You are viewing a plain text version of this content. The canonical link for it is here.
Posted to dev@carbondata.apache.org by Zhangshunyu <gi...@git.apache.org> on 2016/08/22 02:14:52 UTC

[GitHub] incubator-carbondata pull request #81: [CARBONDATA-132] Parse some Spark exc...

GitHub user Zhangshunyu opened a pull request:

    https://github.com/apache/incubator-carbondata/pull/81

    [CARBONDATA-132] Parse some Spark exception from executor side and show them directly on driver. 

    ## Why raise this pr:
    For example, when data load is failed because of wrong csv file header in load DDL, the exception message only shows in executor side like "CSV header provided in DDL is not proper. Column names in schema and CSV header are not the same" but the user using beeline can not get it from driver side because dirver only shows "Dataload Faluire" , it is very inconvenient for user to get the reason unless he check the executor log info.
    
    ## How to solve:
    Get the SparkException on driver side and parse the cause, when it is DataLoadingException, we can show the DataLoadingException message to driver. Show DataLoadingException is because that it is mainly about CSV file and wrapped in understandable message which can be shown to the user.

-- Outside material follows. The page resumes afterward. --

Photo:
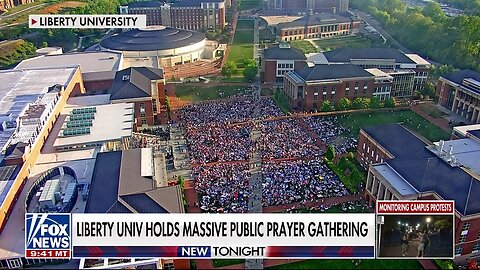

You can merge this pull request into a Git repository by running:

    $ git pull https://github.com/Zhangshunyu/incubator-carbondata exc

Alternatively you can review and apply these changes as the patch at:

    https://github.com/apache/incubator-carbondata/pull/81.patch

To close this pull request, make a commit to your master/trunk branch
with (at least) the following in the commit message:

    This closes #81
    
----
commit d6c32cb6ea80ccfe9f7aee1e14236d90933fce1a
Author: Zhangshunyu <zh...@huawei.com>
Date:   2016-08-22T02:08:26Z

    Parse some Spark exception from executor side and show them directly on driver

----


---
If your project is set up for it, you can reply to this email and have your
reply appear on GitHub as well. If your project does not have this feature
enabled and wishes so, or if the feature is enabled but not working, please
contact infrastructure at infrastructure@apache.org or file a JIRA ticket
with INFRA.
---

[GitHub] incubator-carbondata pull request #81: [CARBONDATA-132] Fix the bug that the...

Posted by Zhangshunyu <gi...@git.apache.org>.
Github user Zhangshunyu closed the pull request at:

    https://github.com/apache/incubator-carbondata/pull/81


---
If your project is set up for it, you can reply to this email and have your
reply appear on GitHub as well. If your project does not have this feature
enabled and wishes so, or if the feature is enabled but not working, please
contact infrastructure at infrastructure@apache.org or file a JIRA ticket
with INFRA.
---

[GitHub] incubator-carbondata pull request #81: [CARBONDATA-132] Parse some Spark exc...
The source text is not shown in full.